Każda wzmianka o syrenie, fiatach 126p i 125p, polonezie, wywołuje falę ciepłych komentarzy i zapewnień, że gdyby dzisiaj produkowano podobne pojazdy i sprzedawano je w przystępnej cenie, cieszyłyby się dużym zainteresowaniem klientów.

Jednym ze źródeł owego niegasnącego sentymentu jest niewątpliwie patriotyzm. Większość wymienionych wyżej samochodów była produktami licencyjnymi, dziełem obcej myśli technicznej, ale w powszechnym przekonaniu uchodzą za konstrukcje polskie, owoc pracy rodzimych inżynierów i robotników. Kojarzą się z czasami, gdy wedle obiegowej opinii mieliśmy naprawdę własny przemysł motoryzacyjny, ba - byliśmy, jak twierdziła peerelowska propaganda, "dziesiątą potęgą gospodarczą świata".

Jednak nie wszystko da się wyjaśnić poczuciem dumy narodowej. Równie ważne są doświadczenia indywidualne. Przedstawicielom starszego pokolenia dawne marki i modele samochodów przypominają młodość. To były najczęściej pierwsze auta w ich życiu. Wymarzone, zdobyte z najwyższym trudem, wypieszczone.

Reklama

Nowak syrenką jeździł na zakładową działkę, gdzie uprawiał pomidory i marchewkę, a przede wszystkim spotykał się z kolegami, dziś już nieżyjącymi. Ech, łza się w oku kręci... Kowalski fiatem 126p wiózł do szpitala żonę, rodzącą ich pierwszego syna. Ledwo zdążyli, ale jednak zdążyli... Malinowski po długich staraniach dostał wreszcie paszport i wybrał się na wyśniony Zachód. "Dużym" fiatem. Z drżącym sercem i bagażnikiem wypełnionym zabranymi na wszelki wypadek częściami zamiennymi i kanistrami z benzyną.

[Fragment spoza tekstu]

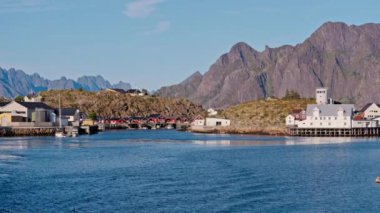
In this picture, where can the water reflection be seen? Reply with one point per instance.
(289, 141)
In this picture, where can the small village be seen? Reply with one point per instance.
(330, 118)
(32, 117)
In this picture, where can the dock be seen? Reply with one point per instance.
(334, 132)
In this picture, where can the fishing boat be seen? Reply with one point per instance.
(59, 132)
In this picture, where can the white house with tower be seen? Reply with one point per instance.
(324, 114)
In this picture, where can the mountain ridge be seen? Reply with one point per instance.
(16, 82)
(345, 58)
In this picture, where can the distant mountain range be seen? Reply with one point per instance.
(344, 58)
(17, 82)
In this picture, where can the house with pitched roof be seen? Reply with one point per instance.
(370, 111)
(15, 113)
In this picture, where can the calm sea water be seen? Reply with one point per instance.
(169, 171)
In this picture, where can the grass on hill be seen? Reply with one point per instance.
(112, 104)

Wspomnienia tamtych wydarzeń pozostają wciąż żywe, a ilustrowane teksty na temat starych samochodów odgrywają rolę ich katalizatora.

Swoją pamięć mają też reprezentanci pokolenia średniego. Jest to pamięć szczęśliwego dzieciństwa, wycieczek za miasto na tylnym siedzeniu malucha, wakacyjnych wypraw po bałtycki jod na kanapie poloneza, z dumnym tatą za kierownicą. Było pięknie.

A najmłodsi? Cóż, w ich przypadku pochlebne opinie na temat motoryzacyjnych produktów z okresu Polski Ludowej są tym samym co wychwalanie samego, nieznanego osobiście, PRL. Przejawem kontestacji, braku akceptacji dla obecnych czasów z ich wszystkimi wadami.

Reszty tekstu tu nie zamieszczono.